2 Facebook claims 2m advertisers (San Francisco Chronicle) Facebook has said it has more than 2 million active advertisers, double its amount from a year and a half ago. “Our mission is to make the world more open and connected, and an important part of that is helping people connect with businesses,” said Facebook’s Chief Operating Officer Sheryl Sandberg and CEO Mark Zuckerberg in a blog post.

Facebook has tried to woo small businesses, encouraging them to pay to promote their posts on the social network, narrowing their audience by interests, location and age. In 2013, it got complaints from small businesses upset that the network’s algorithms made it harder for their posts to be seen on Facebook’s news feed without paying for an ad.

Facebook continues to grab global digital ad revenue. Last year, it had nearly 8 percent market share in this category, up from about 6 percent in 2013, according to research firm eMarketer. Rob Enderle of the advisory services firm Enderle Group, warned that Facebook does face challenges from smaller, niche social networks such as Nextdoor, which focuses on neighborhoods, or LinkedIn for business people.


3 Punishing big banks (Khaleej Times) Often claimed to be too big to fall (or to fail), the world’s biggest banks are now in the eyes of the public too big to be honest. And that absence of honesty is why HSBC chairman Douglas Flint has failed to take responsibility for the bank’s alleged criminal transgressions in Switzerland.

More infuriating still for the British public, who have followed the workings of a Treasury Select Committee taking evidence about HSBC and its possible role in tax evasion, is that neither Flint nor the bank’s CEO, Stuart Gulliver, have mentioned personal responsibility for the transgressions.

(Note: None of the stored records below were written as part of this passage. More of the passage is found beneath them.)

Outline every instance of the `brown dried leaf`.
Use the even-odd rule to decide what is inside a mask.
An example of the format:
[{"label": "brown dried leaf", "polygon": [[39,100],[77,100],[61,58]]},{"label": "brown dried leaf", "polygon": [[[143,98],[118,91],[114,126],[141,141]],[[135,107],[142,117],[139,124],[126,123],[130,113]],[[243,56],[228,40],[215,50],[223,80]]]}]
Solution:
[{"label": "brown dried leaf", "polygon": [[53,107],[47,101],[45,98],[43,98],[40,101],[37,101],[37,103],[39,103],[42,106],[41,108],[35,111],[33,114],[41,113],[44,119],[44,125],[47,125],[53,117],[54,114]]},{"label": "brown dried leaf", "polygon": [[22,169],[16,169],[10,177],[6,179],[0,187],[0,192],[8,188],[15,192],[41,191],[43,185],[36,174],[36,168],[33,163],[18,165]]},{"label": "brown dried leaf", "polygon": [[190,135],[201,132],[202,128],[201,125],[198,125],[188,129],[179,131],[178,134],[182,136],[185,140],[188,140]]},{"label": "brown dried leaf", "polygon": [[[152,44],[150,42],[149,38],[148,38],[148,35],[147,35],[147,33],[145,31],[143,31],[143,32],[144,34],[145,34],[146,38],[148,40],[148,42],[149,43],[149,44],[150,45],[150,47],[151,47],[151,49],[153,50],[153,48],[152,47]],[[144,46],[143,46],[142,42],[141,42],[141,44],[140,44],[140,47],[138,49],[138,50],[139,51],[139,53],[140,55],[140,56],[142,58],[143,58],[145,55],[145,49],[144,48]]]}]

HSBC is Britain’s largest — and the world’s second largest — bank, and has been caught quite red-handed facilitating industrial-scale tax evasion, committed by some of its wealthiest clients. In keeping with the appalling absence of honesty, integrity and responsibility that HSBC has displayed from at least 2008 the bank’s chairman initially denied HSBC’s Swiss subsidiary had facilitated tax avoidance.

There is now a clear signal that the latest transgression by HSBC, and the widespread vociferous public reaction to the leak, has moved the authorities in the UK to act. Under the circumstances, better late than never may be some comfort to the public in Britain and elsewhere. The impunity of big banks has indeed been galling. The Libor scandal was exposed in 2012, implicating a cartel of banks in the fraudulent manipulation of the average interest rate of London banks.

And, in November 2014 five of the world’s biggest banks — JP Morgan Chase, UBS, Citigroup, the Royal Bank of Scotland, and HSBC — were collectively fined US$4.25bn by British, Swiss and American authorities for fixing foreign exchange rates. It is well past high time for strict, long-lasting penalties on those who keep the hard-earned monies of the public.